Detection of reactive oxygen species

For detection of ROS production in islet β-cells in mice, islets were separated from pancreas tissues using collagenase V (3.3 mg/mL, 30 min) and digested using neutral protease (0.3 mg/mL, 12 min). Islet β-cells were isolated and cultured at 37°C with 5% CO 2 for one week. ROS Assay Kit (DCFH-DA; #S0033–1, Beyotime) was used following the instructions of the manufacturer, to measure ROS production in β-cells and MIN6 cells. Briefly, cells were suspended in diluted DCFH-DA and incubated at 37ºC for 20 min. Then, cells were washed thrice with serum-free culture solution and suspended with PBS. ROS production was measured under a CytoFLEX S flow cytometer (Beckman, FL, USA) and analyzed using FlowJo 7.6 software (BD Biosciences, Franklin Lake, NJ, USA).

Cell counting kit-8 (CCK-8) assay

MIN6 cells were seeded in 96-well plates (2×10 3 cells/well), treated with specific reagents, and cultured at 37°C with 5% CO 2 for 24 h. Subsequently, a CCK-8 kit (10 µL; #C0037, Beyotime) was added to each well, and cells were incubated for another 2 h. OD values were measured at 450 nm using a DR-3518G microplate reader (Hiwell Diatek, Wuxi, China) and cell viability was quantified by ImageJ 1.8.0 software.

Flow cytometry

Flow cytometry was applied to detect in apoptosis MIN6 cells using Annexin V-FITC Cell Apoptosis Detection Kit (#C1062S, Beyotime). After washing twice with PBS, cells were suspended with a binding buffer (300 µL). Next, cells were stained with Annexin V-FITC (5 μL) for 15 min and propidium iodide (10 µL) for 10 min at 25°C in the dark. Cell apoptosis was observed under the CytoFLEX S flow cytometer and quantified using Cell Quest software (BD Biosciences).

Quantitative real-time polymerase chain reaction (qRT-PCR)

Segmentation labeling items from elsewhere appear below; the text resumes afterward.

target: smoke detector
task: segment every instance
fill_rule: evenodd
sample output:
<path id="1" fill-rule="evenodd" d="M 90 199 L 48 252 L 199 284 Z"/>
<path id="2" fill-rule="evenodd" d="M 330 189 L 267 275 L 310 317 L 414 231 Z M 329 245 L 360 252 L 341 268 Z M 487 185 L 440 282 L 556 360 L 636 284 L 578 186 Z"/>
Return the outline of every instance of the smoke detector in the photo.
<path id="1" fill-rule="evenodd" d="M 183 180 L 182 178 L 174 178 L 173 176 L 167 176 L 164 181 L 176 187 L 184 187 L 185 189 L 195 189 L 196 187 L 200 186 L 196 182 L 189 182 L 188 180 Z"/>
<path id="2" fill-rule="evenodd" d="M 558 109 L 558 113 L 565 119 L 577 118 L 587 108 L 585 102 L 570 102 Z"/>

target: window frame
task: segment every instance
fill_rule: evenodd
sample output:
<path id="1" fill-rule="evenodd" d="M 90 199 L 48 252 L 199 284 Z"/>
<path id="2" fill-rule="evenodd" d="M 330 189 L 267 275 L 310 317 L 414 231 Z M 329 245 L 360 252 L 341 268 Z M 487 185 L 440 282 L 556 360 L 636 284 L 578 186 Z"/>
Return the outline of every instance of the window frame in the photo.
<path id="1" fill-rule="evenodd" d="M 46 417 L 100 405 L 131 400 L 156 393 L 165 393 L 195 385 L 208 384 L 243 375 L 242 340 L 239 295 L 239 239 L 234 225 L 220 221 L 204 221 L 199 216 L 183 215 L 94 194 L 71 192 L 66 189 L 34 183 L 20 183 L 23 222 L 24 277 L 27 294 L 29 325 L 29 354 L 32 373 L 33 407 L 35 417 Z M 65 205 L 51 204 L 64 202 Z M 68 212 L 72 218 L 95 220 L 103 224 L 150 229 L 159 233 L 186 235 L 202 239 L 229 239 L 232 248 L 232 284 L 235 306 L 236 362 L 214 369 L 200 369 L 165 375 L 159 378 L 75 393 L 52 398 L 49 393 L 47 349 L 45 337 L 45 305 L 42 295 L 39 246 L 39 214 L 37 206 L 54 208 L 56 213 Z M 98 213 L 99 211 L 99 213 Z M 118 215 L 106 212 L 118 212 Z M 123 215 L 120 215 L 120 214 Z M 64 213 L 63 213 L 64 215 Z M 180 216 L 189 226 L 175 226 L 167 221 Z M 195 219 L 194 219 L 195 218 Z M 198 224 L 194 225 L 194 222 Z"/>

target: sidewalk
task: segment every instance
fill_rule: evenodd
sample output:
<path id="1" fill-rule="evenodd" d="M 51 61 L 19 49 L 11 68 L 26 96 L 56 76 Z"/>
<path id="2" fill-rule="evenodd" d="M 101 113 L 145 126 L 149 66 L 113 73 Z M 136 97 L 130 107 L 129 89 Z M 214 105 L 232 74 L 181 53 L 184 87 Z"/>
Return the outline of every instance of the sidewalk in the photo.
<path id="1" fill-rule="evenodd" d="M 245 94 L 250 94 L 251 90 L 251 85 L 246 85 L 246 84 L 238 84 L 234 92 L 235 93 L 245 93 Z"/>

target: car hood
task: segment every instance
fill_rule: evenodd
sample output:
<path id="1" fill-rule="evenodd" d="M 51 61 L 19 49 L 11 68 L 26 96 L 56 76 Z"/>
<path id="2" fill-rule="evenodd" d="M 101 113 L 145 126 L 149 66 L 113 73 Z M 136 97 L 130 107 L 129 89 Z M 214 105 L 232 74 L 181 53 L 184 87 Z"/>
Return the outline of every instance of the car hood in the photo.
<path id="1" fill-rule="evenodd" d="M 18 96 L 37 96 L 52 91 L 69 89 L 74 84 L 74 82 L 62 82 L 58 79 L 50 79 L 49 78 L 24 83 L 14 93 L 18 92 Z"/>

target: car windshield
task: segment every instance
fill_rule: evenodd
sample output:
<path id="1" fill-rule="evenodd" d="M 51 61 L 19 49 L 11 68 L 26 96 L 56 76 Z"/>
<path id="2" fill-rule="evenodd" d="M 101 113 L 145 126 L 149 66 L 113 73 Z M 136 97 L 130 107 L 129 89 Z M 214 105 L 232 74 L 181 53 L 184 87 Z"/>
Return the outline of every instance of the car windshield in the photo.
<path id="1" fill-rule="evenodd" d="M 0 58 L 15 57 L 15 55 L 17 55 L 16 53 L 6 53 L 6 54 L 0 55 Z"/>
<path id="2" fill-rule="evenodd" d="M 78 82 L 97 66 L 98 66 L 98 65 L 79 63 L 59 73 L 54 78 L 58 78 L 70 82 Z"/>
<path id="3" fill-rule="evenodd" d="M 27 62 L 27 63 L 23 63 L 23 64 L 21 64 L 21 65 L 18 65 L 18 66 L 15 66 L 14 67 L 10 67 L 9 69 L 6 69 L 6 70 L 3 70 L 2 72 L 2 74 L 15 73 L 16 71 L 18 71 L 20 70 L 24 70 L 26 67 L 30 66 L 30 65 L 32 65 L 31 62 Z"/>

Total RNA was extracted from MIN6 cells using TRIzol (#15596018, Invitrogen) based on the manufacturer’s instructions. The reverse transcription for cDNA synthesis was carried out using FastKing-RT SuperMix (#KR118–02, Tiangen, Beijing, China). QRT-PCR was conducted on a CFX Connect Real-Time PCR Detection System (Bio-Rad, CA, USA) using SYBR Green PCR Master Mix (#4364344; Thermo Fisher Scientific). The reaction procedures were set to “95°C, 3 min; 95°C, 12 s; 62°C, 40 s; 40 cycles”. The 2 -ΔΔCt method was applied for quantification of gene expression using glyceraldehyde 3-phosphate dehydrogenase (GAPDH) as the internal reference. The primers used are shown in Table 1 .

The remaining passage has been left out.